Divergences entre grande et petite couronne
Une question technique révèle un clivage important entre les maires de la petite et de la grande couronne : "Quelle structure ’Grand Paris’ serait, selon vous, la plus représentative du bassin de vie, d’emploi et d’habitat des Franciliens ?" 31% des élus des 77, 78, 91 et 95 (contre 0% des élus des 92, 93 et 94) évoquent une "communauté urbaine sur le modèle des grandes métropoles régionales comme Lille, Lyon, Marseille", projet défendu par Yves Jégo. Les maires de la petite couronne préféreraient une structure non encore définie, ou alors un "syndicat mixte ouvert" préconisé par Roger Karoutchi.
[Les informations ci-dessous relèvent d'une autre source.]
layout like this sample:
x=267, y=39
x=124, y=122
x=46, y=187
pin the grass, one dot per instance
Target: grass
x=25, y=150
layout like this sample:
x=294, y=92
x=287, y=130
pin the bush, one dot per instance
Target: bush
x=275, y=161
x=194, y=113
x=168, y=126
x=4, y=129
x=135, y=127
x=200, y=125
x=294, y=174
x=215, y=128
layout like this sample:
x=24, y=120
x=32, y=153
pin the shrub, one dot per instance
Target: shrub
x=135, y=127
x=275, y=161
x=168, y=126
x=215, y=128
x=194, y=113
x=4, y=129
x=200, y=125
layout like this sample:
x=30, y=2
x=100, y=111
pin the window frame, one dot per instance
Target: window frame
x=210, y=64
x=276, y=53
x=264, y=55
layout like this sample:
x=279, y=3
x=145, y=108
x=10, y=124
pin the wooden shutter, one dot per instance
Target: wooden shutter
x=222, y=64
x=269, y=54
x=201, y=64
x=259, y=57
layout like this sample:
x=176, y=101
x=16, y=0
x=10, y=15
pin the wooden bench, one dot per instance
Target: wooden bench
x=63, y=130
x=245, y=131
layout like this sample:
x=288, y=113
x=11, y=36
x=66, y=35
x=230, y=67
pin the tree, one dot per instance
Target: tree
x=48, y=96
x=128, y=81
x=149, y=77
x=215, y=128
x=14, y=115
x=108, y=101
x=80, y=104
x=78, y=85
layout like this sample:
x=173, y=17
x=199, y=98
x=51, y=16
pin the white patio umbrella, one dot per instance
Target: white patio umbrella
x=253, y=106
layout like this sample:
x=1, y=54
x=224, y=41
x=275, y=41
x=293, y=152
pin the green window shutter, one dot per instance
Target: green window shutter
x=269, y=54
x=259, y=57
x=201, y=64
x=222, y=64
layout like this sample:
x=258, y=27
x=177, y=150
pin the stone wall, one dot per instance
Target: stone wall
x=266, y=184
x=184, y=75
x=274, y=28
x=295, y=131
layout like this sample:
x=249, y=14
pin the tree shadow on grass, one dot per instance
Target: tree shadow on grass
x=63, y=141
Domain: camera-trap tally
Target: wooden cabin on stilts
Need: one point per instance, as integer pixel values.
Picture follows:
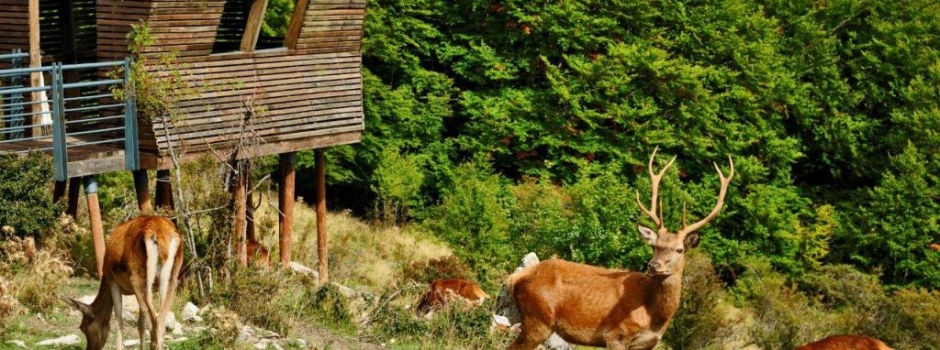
(303, 90)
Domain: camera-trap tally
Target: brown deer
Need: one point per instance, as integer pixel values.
(594, 306)
(139, 253)
(444, 291)
(846, 342)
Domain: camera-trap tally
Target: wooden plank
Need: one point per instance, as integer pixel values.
(253, 26)
(296, 24)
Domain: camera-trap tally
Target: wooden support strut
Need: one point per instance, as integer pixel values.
(238, 230)
(253, 25)
(94, 217)
(141, 185)
(75, 186)
(286, 204)
(322, 253)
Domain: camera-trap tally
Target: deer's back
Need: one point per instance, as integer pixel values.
(127, 245)
(846, 342)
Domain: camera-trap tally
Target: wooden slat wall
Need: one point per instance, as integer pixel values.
(14, 24)
(333, 26)
(186, 27)
(296, 97)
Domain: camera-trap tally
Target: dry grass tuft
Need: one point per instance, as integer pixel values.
(360, 254)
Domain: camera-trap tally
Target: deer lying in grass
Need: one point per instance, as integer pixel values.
(846, 342)
(444, 291)
(593, 306)
(139, 253)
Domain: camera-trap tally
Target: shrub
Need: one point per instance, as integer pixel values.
(704, 318)
(429, 270)
(25, 203)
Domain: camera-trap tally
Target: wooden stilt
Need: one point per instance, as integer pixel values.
(141, 185)
(238, 230)
(164, 190)
(75, 185)
(59, 191)
(286, 204)
(322, 253)
(94, 217)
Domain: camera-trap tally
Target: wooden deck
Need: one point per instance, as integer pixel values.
(83, 160)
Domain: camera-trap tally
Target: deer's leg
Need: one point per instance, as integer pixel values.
(533, 333)
(118, 313)
(168, 278)
(144, 292)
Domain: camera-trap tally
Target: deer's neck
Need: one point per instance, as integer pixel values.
(104, 302)
(663, 301)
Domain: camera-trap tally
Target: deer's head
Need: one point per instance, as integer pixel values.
(95, 328)
(669, 248)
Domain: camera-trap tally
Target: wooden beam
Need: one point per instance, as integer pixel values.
(75, 185)
(164, 190)
(286, 204)
(238, 229)
(322, 253)
(253, 25)
(35, 61)
(142, 187)
(296, 24)
(94, 217)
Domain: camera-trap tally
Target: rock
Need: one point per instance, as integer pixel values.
(17, 343)
(301, 269)
(190, 313)
(71, 339)
(171, 322)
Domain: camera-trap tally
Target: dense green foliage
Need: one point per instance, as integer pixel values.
(25, 205)
(830, 110)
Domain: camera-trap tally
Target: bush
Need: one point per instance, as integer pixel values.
(430, 270)
(25, 199)
(704, 319)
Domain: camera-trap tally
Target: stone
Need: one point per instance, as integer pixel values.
(17, 343)
(190, 313)
(71, 339)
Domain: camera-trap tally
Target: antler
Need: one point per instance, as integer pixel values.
(651, 212)
(721, 201)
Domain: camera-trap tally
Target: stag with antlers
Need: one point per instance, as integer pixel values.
(594, 306)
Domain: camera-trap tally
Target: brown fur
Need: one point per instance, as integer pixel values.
(125, 266)
(621, 310)
(444, 291)
(846, 342)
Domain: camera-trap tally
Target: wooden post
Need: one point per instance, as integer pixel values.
(142, 187)
(296, 24)
(75, 185)
(94, 217)
(35, 61)
(253, 25)
(238, 230)
(58, 191)
(322, 254)
(164, 190)
(286, 204)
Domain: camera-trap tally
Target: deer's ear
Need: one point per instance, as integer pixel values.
(84, 308)
(692, 240)
(648, 234)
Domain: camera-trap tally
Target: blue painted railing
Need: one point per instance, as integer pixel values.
(83, 114)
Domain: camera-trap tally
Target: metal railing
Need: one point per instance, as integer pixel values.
(84, 115)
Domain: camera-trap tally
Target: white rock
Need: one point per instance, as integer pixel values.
(304, 270)
(71, 339)
(17, 343)
(190, 312)
(171, 323)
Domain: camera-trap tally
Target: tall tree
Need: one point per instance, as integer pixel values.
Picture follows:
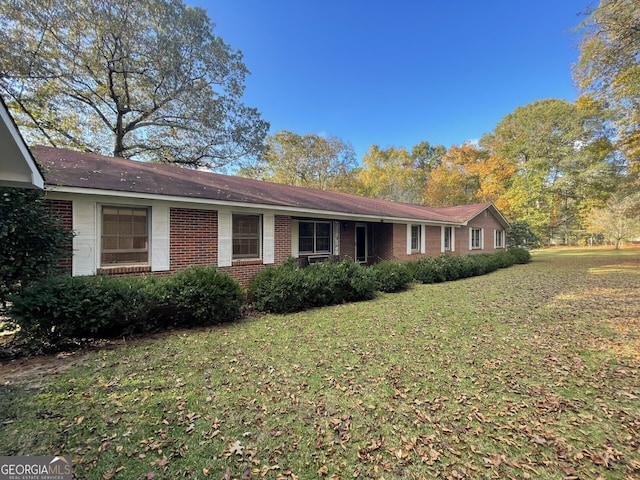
(397, 174)
(618, 220)
(469, 174)
(609, 67)
(390, 174)
(304, 160)
(146, 79)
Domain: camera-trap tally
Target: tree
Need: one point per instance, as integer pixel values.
(304, 160)
(145, 80)
(520, 235)
(33, 241)
(619, 220)
(469, 174)
(395, 174)
(609, 67)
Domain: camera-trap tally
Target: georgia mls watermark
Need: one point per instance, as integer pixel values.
(36, 468)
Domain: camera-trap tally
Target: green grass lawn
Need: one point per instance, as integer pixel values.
(529, 372)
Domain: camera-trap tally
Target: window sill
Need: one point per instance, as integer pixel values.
(123, 269)
(247, 261)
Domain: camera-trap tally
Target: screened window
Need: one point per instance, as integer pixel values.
(448, 234)
(476, 236)
(314, 237)
(415, 238)
(125, 236)
(246, 236)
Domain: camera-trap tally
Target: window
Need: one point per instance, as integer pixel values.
(448, 238)
(415, 238)
(314, 237)
(476, 238)
(246, 236)
(125, 236)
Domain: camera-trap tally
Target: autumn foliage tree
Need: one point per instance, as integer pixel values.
(309, 160)
(397, 174)
(608, 69)
(146, 80)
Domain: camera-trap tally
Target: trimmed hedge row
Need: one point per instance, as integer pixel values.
(60, 310)
(288, 288)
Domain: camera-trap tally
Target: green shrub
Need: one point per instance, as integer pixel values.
(202, 296)
(391, 276)
(288, 288)
(446, 268)
(277, 289)
(57, 309)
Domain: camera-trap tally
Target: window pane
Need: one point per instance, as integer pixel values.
(322, 245)
(246, 236)
(306, 229)
(323, 229)
(124, 236)
(306, 245)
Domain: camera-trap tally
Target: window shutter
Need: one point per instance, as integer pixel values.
(268, 238)
(225, 233)
(295, 239)
(336, 238)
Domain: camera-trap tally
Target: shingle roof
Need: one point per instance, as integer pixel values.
(68, 168)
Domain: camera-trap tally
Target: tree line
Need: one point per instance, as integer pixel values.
(150, 80)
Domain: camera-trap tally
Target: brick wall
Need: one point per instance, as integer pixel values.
(63, 209)
(193, 237)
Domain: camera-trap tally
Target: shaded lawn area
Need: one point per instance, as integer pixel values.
(529, 372)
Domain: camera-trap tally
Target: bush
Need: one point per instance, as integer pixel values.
(278, 289)
(288, 288)
(202, 296)
(58, 309)
(391, 276)
(32, 238)
(446, 268)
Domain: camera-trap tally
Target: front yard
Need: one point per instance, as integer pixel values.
(529, 372)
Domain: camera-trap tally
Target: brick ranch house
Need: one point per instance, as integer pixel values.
(133, 218)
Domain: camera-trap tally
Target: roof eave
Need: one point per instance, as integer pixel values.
(285, 209)
(18, 167)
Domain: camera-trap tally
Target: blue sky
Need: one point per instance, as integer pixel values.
(395, 73)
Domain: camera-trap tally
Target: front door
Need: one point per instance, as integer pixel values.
(361, 243)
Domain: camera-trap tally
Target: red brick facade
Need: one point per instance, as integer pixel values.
(63, 209)
(193, 240)
(193, 237)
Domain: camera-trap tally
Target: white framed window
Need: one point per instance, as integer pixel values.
(415, 238)
(475, 239)
(124, 236)
(314, 237)
(246, 235)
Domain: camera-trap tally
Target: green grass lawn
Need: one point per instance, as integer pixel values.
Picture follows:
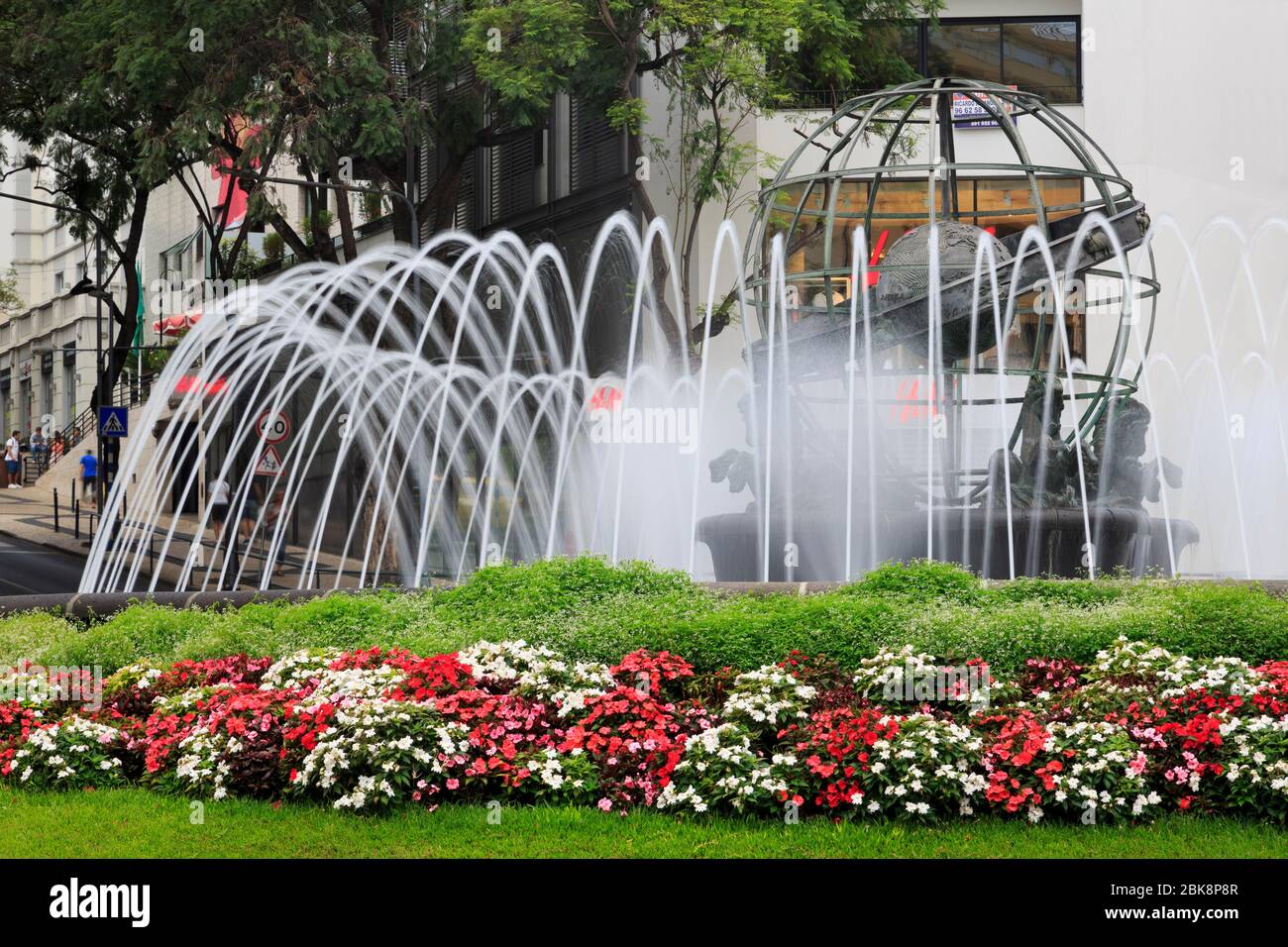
(137, 823)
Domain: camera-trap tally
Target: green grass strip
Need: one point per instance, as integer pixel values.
(137, 823)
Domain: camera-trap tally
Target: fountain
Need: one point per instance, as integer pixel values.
(964, 282)
(909, 379)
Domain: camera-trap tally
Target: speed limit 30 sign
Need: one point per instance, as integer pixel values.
(273, 427)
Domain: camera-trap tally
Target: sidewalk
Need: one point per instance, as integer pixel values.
(29, 514)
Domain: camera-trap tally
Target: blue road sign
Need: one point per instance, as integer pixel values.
(114, 421)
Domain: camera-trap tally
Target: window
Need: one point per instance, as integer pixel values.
(1001, 205)
(1038, 54)
(1033, 54)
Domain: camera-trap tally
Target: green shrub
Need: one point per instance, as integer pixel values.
(592, 611)
(33, 635)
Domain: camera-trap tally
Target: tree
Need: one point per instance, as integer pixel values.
(722, 63)
(108, 99)
(349, 89)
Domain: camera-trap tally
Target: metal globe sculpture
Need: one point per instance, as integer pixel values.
(925, 292)
(909, 278)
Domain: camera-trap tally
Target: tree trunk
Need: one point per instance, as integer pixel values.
(342, 205)
(127, 318)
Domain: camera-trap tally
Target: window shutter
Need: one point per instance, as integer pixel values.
(596, 149)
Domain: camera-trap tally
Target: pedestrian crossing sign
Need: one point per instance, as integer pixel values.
(269, 463)
(114, 420)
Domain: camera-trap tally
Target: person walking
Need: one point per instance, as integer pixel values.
(13, 462)
(89, 474)
(218, 492)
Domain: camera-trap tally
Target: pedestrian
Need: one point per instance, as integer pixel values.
(218, 492)
(89, 474)
(13, 462)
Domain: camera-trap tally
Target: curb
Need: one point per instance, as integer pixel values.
(43, 544)
(94, 605)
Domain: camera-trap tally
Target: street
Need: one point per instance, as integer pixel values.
(27, 569)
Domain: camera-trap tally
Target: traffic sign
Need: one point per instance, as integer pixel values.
(271, 427)
(114, 420)
(269, 463)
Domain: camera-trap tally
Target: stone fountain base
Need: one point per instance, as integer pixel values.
(1046, 543)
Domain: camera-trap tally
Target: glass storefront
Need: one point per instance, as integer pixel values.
(1000, 205)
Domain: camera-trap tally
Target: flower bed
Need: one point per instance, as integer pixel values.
(903, 736)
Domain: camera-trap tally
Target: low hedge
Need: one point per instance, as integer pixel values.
(589, 609)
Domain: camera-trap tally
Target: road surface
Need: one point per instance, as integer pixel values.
(27, 569)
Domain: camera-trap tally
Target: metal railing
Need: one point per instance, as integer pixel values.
(127, 392)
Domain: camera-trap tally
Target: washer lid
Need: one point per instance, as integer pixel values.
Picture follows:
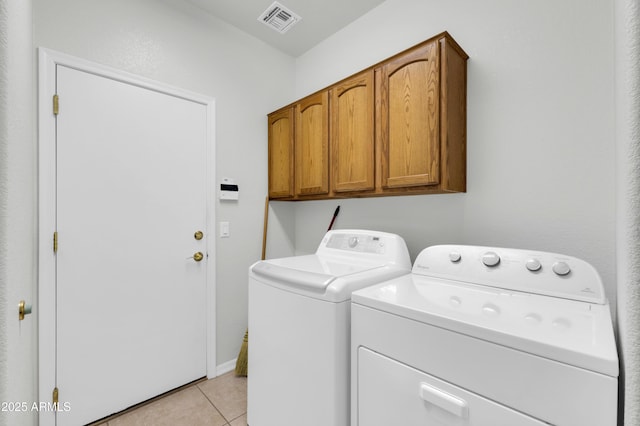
(311, 271)
(569, 331)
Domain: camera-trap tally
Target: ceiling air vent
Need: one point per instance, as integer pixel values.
(279, 18)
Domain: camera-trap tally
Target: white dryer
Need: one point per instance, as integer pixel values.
(485, 336)
(299, 326)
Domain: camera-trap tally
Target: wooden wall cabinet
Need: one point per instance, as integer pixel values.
(421, 119)
(281, 153)
(396, 128)
(352, 134)
(312, 145)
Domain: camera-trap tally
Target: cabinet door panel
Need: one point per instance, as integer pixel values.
(352, 140)
(281, 154)
(410, 119)
(312, 145)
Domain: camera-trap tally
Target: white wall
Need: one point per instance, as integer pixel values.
(18, 373)
(627, 14)
(540, 127)
(175, 43)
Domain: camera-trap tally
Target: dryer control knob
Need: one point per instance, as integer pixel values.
(490, 259)
(533, 265)
(353, 241)
(561, 268)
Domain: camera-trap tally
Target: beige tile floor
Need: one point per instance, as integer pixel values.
(221, 401)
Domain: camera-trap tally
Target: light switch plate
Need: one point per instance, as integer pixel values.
(224, 229)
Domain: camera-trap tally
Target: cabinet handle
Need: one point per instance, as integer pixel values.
(444, 400)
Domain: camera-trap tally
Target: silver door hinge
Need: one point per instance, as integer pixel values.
(56, 105)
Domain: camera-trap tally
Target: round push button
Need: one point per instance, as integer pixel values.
(490, 259)
(561, 268)
(533, 265)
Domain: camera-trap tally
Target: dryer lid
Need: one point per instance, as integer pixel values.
(569, 331)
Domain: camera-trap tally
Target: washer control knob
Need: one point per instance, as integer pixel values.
(455, 257)
(353, 241)
(561, 268)
(490, 259)
(533, 265)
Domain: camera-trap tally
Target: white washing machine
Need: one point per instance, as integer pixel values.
(485, 336)
(299, 326)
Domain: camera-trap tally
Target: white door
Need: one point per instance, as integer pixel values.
(131, 194)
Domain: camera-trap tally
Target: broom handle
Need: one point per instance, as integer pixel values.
(264, 229)
(333, 219)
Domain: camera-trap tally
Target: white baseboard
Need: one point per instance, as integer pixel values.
(225, 367)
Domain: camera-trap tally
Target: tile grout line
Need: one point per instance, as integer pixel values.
(213, 405)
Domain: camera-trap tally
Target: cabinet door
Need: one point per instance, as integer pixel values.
(408, 87)
(352, 140)
(281, 132)
(312, 145)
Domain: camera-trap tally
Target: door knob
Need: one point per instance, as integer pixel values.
(198, 256)
(23, 309)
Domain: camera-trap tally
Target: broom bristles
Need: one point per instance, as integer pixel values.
(242, 363)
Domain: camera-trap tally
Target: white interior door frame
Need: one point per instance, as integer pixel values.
(45, 308)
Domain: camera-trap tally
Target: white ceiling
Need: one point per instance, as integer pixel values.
(320, 19)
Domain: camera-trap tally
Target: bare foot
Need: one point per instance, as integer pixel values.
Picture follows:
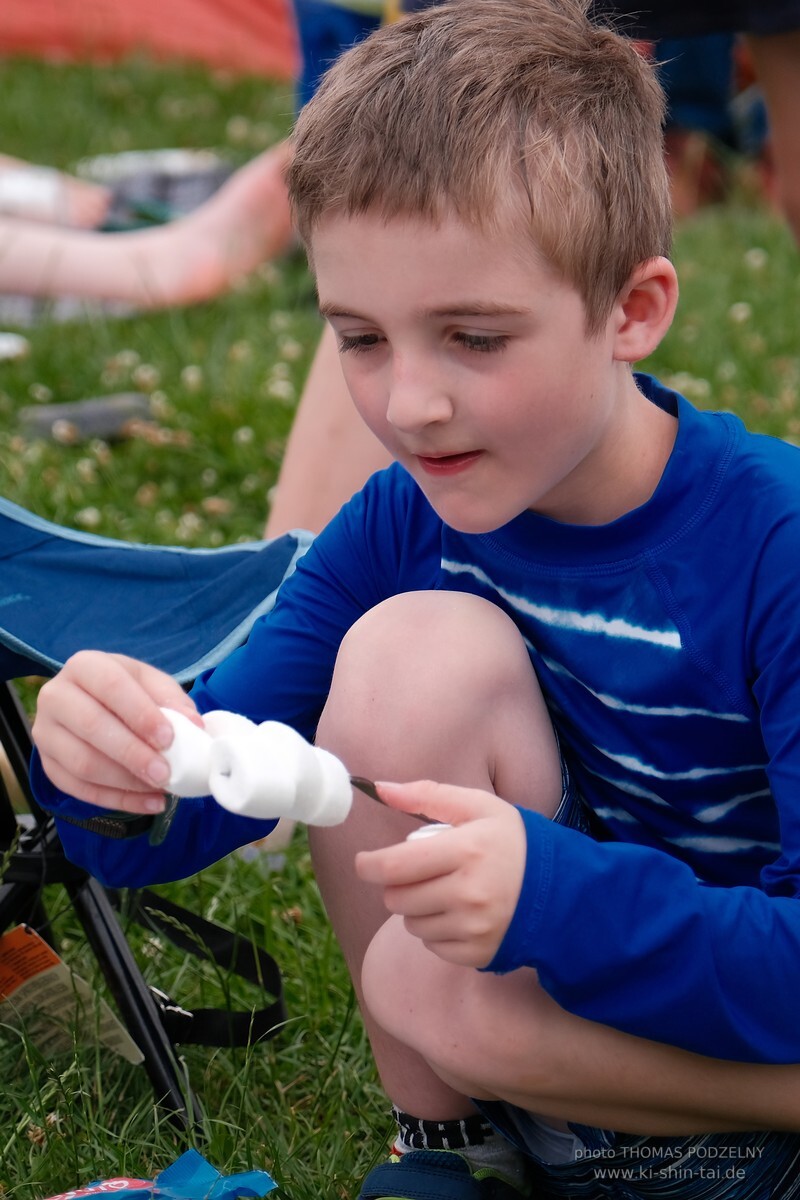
(42, 193)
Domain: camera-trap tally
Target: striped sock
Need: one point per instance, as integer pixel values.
(473, 1138)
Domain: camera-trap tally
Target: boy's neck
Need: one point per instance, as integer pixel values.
(630, 465)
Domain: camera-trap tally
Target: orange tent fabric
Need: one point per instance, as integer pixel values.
(245, 36)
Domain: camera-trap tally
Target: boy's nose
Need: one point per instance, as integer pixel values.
(416, 401)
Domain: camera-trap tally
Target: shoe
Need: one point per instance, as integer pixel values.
(434, 1175)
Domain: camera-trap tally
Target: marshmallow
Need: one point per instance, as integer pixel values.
(427, 832)
(336, 793)
(264, 771)
(187, 756)
(221, 724)
(276, 773)
(256, 773)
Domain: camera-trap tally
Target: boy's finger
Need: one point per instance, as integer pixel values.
(441, 802)
(405, 862)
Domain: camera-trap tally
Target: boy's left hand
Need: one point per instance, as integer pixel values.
(458, 891)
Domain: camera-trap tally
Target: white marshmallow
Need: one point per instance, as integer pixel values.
(187, 756)
(427, 832)
(221, 724)
(336, 793)
(256, 773)
(264, 771)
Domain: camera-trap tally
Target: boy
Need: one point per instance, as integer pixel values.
(482, 195)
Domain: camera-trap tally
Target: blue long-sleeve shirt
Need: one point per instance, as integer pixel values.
(667, 645)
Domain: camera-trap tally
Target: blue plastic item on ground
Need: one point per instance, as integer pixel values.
(187, 1179)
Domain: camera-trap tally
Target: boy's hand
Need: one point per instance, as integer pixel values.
(457, 892)
(98, 730)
Les maires de la grande couronne, eux, sont plus nombreux à pencher pour la conservation du "système actuel" (25%) -ce qui ne serait pas pour déplaire à Jean-Paul Huchon-, ou pour la création d’une "nouvelle collectivité territoriale qui se substituerait aux départements de la petite couronne" (25%), ce que propose Philippe Dallier. Quant aux "systèmes d’intercommunalités géantes autour de Paris", c’est-à-dire la "marguerite" suggérée par Patrick Braouezec, président de Plaine commune (PCF), l’idée ne séduit que 6% des élus. Enfin, les maires franciliens se mettent d’accord (83%) pour dire que l’Amif "devrait jouer un plus grand rôle" dans la réflexion sur le Grand Paris. Histoire de mieux se faire entendre.
*L’Amif a envoyé un questionnaire aux 1281 communes de la région ; 247 maires ont répondu (19,3%), dont 29 en petite couronne (23,6%) et 218 en grande couronne (18,8%). Enquête réalisée du 14 au 22 avril 2008.